Вечером, в великий четверг, чтение двенадцати Евангелий мы слушали в русском приюте. Вот бы где грекам поучиться благолепию и благочинию службы...

Утро только что настало, свежее и ясное; мы пошли на Елеон. Гора Елеонская самая высокая из гор окрест Иерусалима и самая красивая из них. Выйдя из города Гефсиманскими воротами, мы спустились по ужасной дороге в узкую лощину — это высохшее русло потока Кедронского, который показывается теперь только в зимнее время и гораздо выше Иерусалима; над ним возвышается Елеон; у подошвы его — Гефсимания, трехдневная гробница Богоматери. Слово Гефсимания происходит от еврейских слов «гет-мимани», что значит — гнет масличный, и имя это было дано некогда находившемуся на горе Елеонской селении, известному по массе приготовлявшегося в нем оливкового масла. Гробница Богоматери находилась прежде на поверхности земли; царица Елена построила над ней храм; но теперь это здание почти совсем засыпано землей, от него остался только готический фронтон и входная дверь, стены же и погребальный вертеп под землей. Широкая лестница в 50 ступеней ведет в мрачное подземелье; в правой его стене три гробницы, по уверению монахов — в них покоились святые Иоаким и Анна и Иосиф обручник, но, кажется, справедливее мнение, что могилы первых находились на месте их дома, в скале, к которой прислонено их жилище (это место принадлежим французам). В глубине подземелья гробница Богоматери; она высечена в скале, вокруг ее вырублена небольшая галерея, так что скала имеет вид часовни, вся наружная часть которой обвешана лампадами, чрезвычайно ценными, но греки зажигают из них очень немногие, отчего и темнота в храме порядочная.

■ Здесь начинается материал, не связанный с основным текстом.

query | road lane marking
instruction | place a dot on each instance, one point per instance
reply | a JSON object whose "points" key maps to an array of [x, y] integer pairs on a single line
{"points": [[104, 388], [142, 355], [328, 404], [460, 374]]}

Внутри часовни находится гроб, покрытый белой мраморной плитой с синими жилками; на ней совершается литургия; стены украшены образами; между ними замечателен только что присланный из Москвы — образ Успения, сплошь шитый жемчугом. С южной стороны часовни отведено особое место для мусульманских женщин, которые чрезвычайно чтут гробницу Пресвятой Девы, а за гробом находится пещера, где, по уверению католиков, Христос молился о чаше. Прежде обе эти пещеры были даже соединены и принадлежали грекам, но однажды католические монахи воспользовались доверчивостью одного из хранителей малой пещеры, выманили у него ключ от нее и завладели ею силой, а затем купили у турок фирман, удостоверивший принадлежность пещеры им, а не грекам. По Евангелию же и по изысканиям русских писателей, в этой пещере, вероятно, сдали апостолы [436] в то время, как Христос молился в саду, именно там, где был и есть вертоград Гефсиманский. Теперь этот вертоград — огороженное место, напротив погребального вертепа Богородицы, с весьма старыми, корявыми маслинами, между которыми разбит цветник, обнесенный, как и каждое отдельное дерево, — деревянной решеткой.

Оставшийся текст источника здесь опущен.